L’esperto, ospite di BergamoScienza nella serata di lunedì 15 ottobre, ha illustrato alcuni dei propri studi riguardanti la psicocibina e gli effetti che la sostanza, presente in circa 100 specie di funghi, può avere su disturbi psichici come nel caso della depressione presente in pazienti affetti da tumore: “ Abbiamo notato in una ricerca del 2016 come la somministrazione di due dosi di psicocibina (una consistente e una minima) a distanza di cinque settimane possa ridurre notevolmente la presenza della depressione anche a sei mesi di distanza, con alcuni casi dove addirittura può anche scomparire – spiega Johnson -. Oltre a ciò abbiamo avuto modo di notare come la somministrazione di psicocibina possa portare ad un’apertura della personalità del paziente nel quale nei mesi successivi è possibile anche notare un miglioramento dello stile di vita”.

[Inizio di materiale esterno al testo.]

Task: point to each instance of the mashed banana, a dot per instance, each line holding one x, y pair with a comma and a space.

La somministrazione della sostanza, avvenuta durante le ricerche sempre all’interno di strutture ospedaliere e sotto stretto controllo medico, ha permesso agli esperti di scoprire quali effetti possa avere la psicocibina su forme di dipendenza come quella da nicotina: “Le sedute in cui lo psicodelico viene somministrato, avvengono sì in stanze ospedaliere, tuttavia molto simili a quelle di una normale casa. Durante il trattamento il paziente viene fatto stendere generalmente su di un divano e posto in condizione tale da potersi concentrare al meglio su se stesso mentre viene comunque seguito durante tutta la giornata da due professionisti, i quali lo preparano in precedenza alla seduta – prosegue Johnson – Fra i vari effetti positivi della psicocibina abbiamo riscontrato la capacità di bloccare la dipendenza da nicotina, con circa l’80 % dei pazienti che dopo due somministrazioni non ha più ripreso a fumare”.

Nonostante gli effetti positivi della sostanza, l’utilizzo di psicocibina può comportare anche alcuni effetti collaterali, come sottolinea il medico americano: “A differenza di altre sostanze stupefacenti, la psicocibina come gli altri psicodelici non creano dipendenza, tuttavia nel periodo in cui si è sotto effetto si può incorrere in sensazioni di panico, paura di impazzire oppure sensazione di morte. Si tratta di quelli che noi definiamo ‘bad trip’ (brutto viaggio) che, con l’ausilio di un professionista può esser affrontato tranquillamente e divenire, a detta dei pazienti, un’esperienza utile per la propria vita. Oltre a tutto ciò coloro i pazienti possono andare incontro a flash – back, dove riscontrano effetti di revinescienza, mentre durante il trattamento hanno la possibilità di vivere un’esperienza mistica attraversa un effetto di trascendenza spazio temporale”.

In conclusione, per aver conferma dei risultati occorreranno nei prossimi anni ulteriori ricerche, nonostante ciò l’esperto è ottimista in merito: “I costi per la somministrazione ad ora sono elevati, tuttavia bisogna tener conto che siamo cura in fase di studio. Se i risultati verranno confermati, ci potrebbero esser investimenti su questa pratica”.